Hier, ma moitié et moi avons vu le film May december, libre interprétation des dernières années d’amour entre Mary Kay Letourneau et Vili Fualauu, par le réalisateur Todd Haynes et dont les rôles féminins principaux sont tenus par Natalie Portman et Julianne Moore. Film américain ayant reçu les acclamations de la critique, il n’a toutefois reçu aucune récompense au festival de Cannes de 2023. Nous ne pouvons que le regretter ;-)

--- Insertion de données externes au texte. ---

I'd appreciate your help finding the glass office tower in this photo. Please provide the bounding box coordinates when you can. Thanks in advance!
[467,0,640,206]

À la sortie de la salle obscure, nous n’avions en effet qu’une envie : continuer à débattre autour de la psyché des personnages et des faits d’actualité semblables qui continuent de défrayer la chronique. Qui a fixé la limite arbitraire de la majorité sexuelle ? Quand une histoire d’amour peut-elle être considérée comme un crime ? L’amour aurait-il vraiment un âge ? Et qu’en est-il dans nos romans ?

Sommaire

Synopsis de May December

Cela fait près de vingt ans que Gracie Atherton a épousé Joe Yoo, un Américano-Coréen plus jeune qu’elle de vingt-trois ans. Cette romance avait fait la une de la presse people, notamment en raison de leur importante différence d’âge car lui, n’était alors âgé que de 13 ans. Le couple vit désormais à Savannah et reçoit la visite d’une actrice, Elizabeth Barry (en l’occurrence, Natalie Portman). Celle-ci s’apprête en effet à incarner Gracie sur grand écran et fait des recherches pour préparer son rôle.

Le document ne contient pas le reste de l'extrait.